Die Deutsche Post DHL Group (DPDHL) fühlt sich von der Bundesratsinitiative kaum angesprochen: »Mehr als 98 Prozent der DHL-Pakete werden durch unsere eigenen Zusteller*innen ausgeliefert,« erklärte ein Sprecher des Konzerns. Während DPDHL auf tarifierte Arbeitsplätze setze, würden »Wettbewerber von deutlich niedrigeren Lohnkosten« profitieren. Dort seien undurchsichtige Subunternehmerstrukturen und prekäre Arbeitsbedingungen zu beobachten.
Konkurrent Amazon wollte die Bundesratsinitiative nicht kommentieren. Ein Sprecher teilte »nd« jedoch mit, man biete durch die Fremdvergabe »lokalen Lieferpartnern die Möglichkeit, mit Amazon zu wachsen«. Gleichzeitig greife man selbst auf deren Expertise zurück. Amazon verpflichte seine Partner zur Einhaltung der Gesetze. Bei Vertragsverletzungen oder illegalen Handlungen beende man die Zusammenarbeit. Die Zusteller könnten über eine Hotline anonym und in sämtlichen Sprachen Feedback geben.
Auch der Bundesverband Paket & Expresslogistik (BIEK), der unter anderem die Zustellfirmen UPS, GLS, Hermes und DPD vertritt, legte »nd« eine ausführliche Erklärung vor. Die Forderungen der Länder würden »Unternehmen wie Arbeitnehmer*innen entmündigen und die wirtschaftlichen Verhältnisse ignorieren«, heißt es darin. Es gebe keinen Grund, die Entscheidungen der Paketdienste unter dem »Mantel sozialpolitischer Fürsorge« durch politisches Handeln zu ersetzen. Gute Arbeitsbedingungen seien eine Grundvoraussetzung, deren Aushandlung aber Aufgabe der »Sozialpartner«. Ein Arbeitsschutzgesetz könne zudem die wirtschaftliche Handlungsfreiheit einschränken und damit die Verfassung verletzen, heißt es in dem Statement weiter.

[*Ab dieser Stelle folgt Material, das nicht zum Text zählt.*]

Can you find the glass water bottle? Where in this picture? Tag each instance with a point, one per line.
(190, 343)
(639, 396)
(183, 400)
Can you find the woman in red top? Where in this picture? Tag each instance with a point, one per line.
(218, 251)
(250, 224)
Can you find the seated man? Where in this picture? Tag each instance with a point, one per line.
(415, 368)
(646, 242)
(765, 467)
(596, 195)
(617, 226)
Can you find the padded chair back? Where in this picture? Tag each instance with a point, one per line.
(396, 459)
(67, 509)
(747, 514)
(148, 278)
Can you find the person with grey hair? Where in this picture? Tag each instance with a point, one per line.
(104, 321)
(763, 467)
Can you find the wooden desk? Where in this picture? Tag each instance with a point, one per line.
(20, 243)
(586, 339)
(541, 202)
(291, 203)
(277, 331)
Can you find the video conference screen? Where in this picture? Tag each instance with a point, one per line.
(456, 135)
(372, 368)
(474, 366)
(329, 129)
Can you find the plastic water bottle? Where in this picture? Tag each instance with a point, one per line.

Die Beratungsinitiative Faire Mobilität des Deutschen Gewerkschaftsbundes (DGB) dokumentiert seit langem Missstände in der Branche. Koordinatorin Tina Morgenroth weist gegenüber »nd" auf die Schwierigkeiten gewerkschaftlicher Arbeit in diesem Bereich hin: »Die Beschäftigten sind schwer als einheitliche Belegschaft erreichbar. Sie sind einzeln unterwegs und kommen kaum mit Kolleg*innen in Berührung.« Gerade wegen der vielen Subunternehmen sei der Kampf um bessere Arbeitsbedingungen äußerst mühsam.
Mit DPDHL, UPS, Hermes, DPD hat Verdi Tarifabschlüsse erreicht. Und Werkverträge sind eine Größe, die sich per Tarif regulieren ließe. Mit DPDHL handelt die Gewerkschaft regelmäßig Begrenzungen bei der Fremdvergabe aus. Auch ein Limit bei den Paketgewichten zählt zum klassischen Handlungsfeld von Gewerkschaften und Betriebsräten. Warum also hier der Ruf nach staatlichem Eingreifen? Dazu meint Tanja Post: »Wir haben es mit einem systemimmanenten Problem der Aufsplittung in viele kleine Subunternehmen zu tun.« Man stehe an einem Standort manchmal zehn Subunternehmen gegenüber, die keinen Betriebsrat und eine hohe Befristungsquote hätten. Hinzu komme die zunehmende Komplexität von Kooperationen. So sei Amazon über seine Netzwerke in der Lage, punktuelle Streikbewegungen durch Auftragsverschiebung zu eigenen Standorten im europäischen Ausland auszubalancieren.
Wenn die Gewerkschaft diese Regelungen indes nicht aus eigener Kraft einführen kann, wird sie auch deren Einhaltung nur schwer kontrollieren können. Zollkontrollen und sich anschließende Maßnahmen treffen Arbeitnehmer*innen aber mindestens ebenso wie Subunternehmen und jene umso schwerer, je prekärer ihr Status ist. Die großen Vergabeunternehmen haben diesbezüglich selten Konsequenzen zu befürchten. Zu dieser Problematik findet sich bei Verdi jedoch noch nichts.